Saturday, June 23, 2012

Data Discovery

Today was a good day for mentoring. Teaching students the power of discovery is never easy. They have to have some passion, a little bit of creativity, and some imagination. There has to be some time pressure. They have to learn how to explore on their own, to make sense of the data, and to display it in obvious and intuitive ways ... to know the data well.  They must take ownership of the data set. If there is something wrong you must trust them to find it so it doesn't interfere with your analysis.



Then and only then, can they begin to start the discovery phase. Learning by doing; discovering relationships between the variables. Some obvious and others not so much. And giving them the tools to do so.

A lot of times you offer to teach them how to program in a new exciting language, or you drop them off at your local excel. Sometimes you can give them software that is intuitive and visual. Software that has some complexity but is easy to use and allows for building confidence in searching for patterns in data. For the last few months I have been using Mondrian and so have my students.

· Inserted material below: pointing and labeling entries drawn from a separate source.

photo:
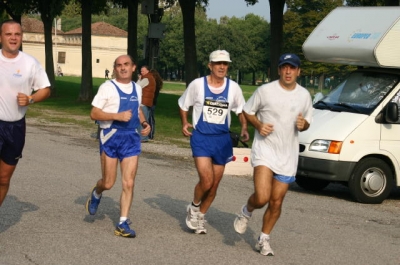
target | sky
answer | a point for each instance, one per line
(237, 8)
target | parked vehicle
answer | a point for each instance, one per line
(354, 137)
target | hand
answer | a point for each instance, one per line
(185, 129)
(146, 128)
(125, 116)
(22, 99)
(245, 135)
(265, 129)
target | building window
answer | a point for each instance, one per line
(61, 57)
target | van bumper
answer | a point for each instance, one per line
(325, 169)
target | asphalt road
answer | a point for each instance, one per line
(43, 220)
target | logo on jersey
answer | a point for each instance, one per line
(17, 74)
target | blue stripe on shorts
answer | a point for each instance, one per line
(285, 179)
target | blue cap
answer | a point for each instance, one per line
(289, 58)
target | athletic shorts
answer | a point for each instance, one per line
(117, 143)
(12, 141)
(218, 147)
(284, 179)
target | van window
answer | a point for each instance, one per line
(360, 92)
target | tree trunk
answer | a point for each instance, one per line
(132, 33)
(189, 36)
(276, 7)
(86, 93)
(48, 47)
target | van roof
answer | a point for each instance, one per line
(362, 36)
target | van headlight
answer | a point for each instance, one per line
(326, 146)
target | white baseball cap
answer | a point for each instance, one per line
(220, 56)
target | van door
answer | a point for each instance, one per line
(390, 134)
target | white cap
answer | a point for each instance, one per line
(220, 56)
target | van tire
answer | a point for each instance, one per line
(371, 181)
(311, 184)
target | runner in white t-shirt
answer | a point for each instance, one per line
(23, 82)
(278, 111)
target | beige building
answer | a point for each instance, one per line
(108, 42)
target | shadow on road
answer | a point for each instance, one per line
(12, 210)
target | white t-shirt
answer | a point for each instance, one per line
(107, 98)
(22, 74)
(273, 104)
(194, 96)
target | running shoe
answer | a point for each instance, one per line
(264, 248)
(191, 217)
(240, 223)
(200, 224)
(124, 230)
(92, 203)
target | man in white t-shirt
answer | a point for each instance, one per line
(116, 107)
(23, 82)
(212, 97)
(278, 111)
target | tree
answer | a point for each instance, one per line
(49, 10)
(88, 7)
(189, 38)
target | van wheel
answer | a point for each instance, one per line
(311, 184)
(371, 181)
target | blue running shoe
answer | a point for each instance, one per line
(124, 230)
(92, 203)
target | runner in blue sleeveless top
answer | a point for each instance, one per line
(212, 97)
(116, 107)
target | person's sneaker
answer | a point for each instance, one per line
(191, 217)
(240, 223)
(124, 230)
(264, 247)
(200, 224)
(92, 203)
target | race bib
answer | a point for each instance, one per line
(215, 111)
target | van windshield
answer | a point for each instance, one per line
(360, 92)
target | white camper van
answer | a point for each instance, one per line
(354, 137)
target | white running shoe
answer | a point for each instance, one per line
(191, 217)
(200, 224)
(264, 247)
(240, 223)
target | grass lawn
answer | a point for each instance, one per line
(64, 108)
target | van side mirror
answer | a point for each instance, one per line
(392, 112)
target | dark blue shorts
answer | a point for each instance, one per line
(218, 147)
(12, 141)
(117, 143)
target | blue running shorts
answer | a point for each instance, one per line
(117, 143)
(218, 147)
(12, 141)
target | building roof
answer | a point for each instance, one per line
(33, 25)
(102, 29)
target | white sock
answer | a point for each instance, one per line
(246, 212)
(262, 236)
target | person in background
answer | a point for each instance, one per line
(278, 111)
(148, 84)
(116, 107)
(212, 97)
(23, 82)
(159, 84)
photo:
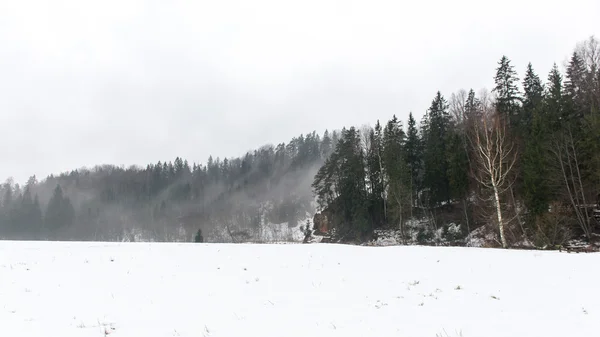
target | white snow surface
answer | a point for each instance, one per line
(175, 289)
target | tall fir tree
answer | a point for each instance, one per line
(414, 158)
(435, 162)
(508, 95)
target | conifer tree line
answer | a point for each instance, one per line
(521, 161)
(169, 201)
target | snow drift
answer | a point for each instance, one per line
(169, 289)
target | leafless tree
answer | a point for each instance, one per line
(494, 157)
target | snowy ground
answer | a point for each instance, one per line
(147, 290)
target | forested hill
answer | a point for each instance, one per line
(170, 200)
(521, 162)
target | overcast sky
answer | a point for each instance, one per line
(131, 82)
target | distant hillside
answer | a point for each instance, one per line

The nice part about this is that there is no code to learn ... just clicking and plotting. Suddenly you can see your data, in context, with a little effort. You can use it to help you quality control it and to define new relevant variables which you didn't realize you needed until you saw your data. Its flexible nature allows you to make connections, animations, and displays that help you understand your data and make you think critically about what your data can tell you and what it can not. It shows you, graphically, when you have low sample sizes for hypothesis testing. It gets you connected to your data and you invest valuable and necessary time in exploratory data analysis. And this is the process of learning.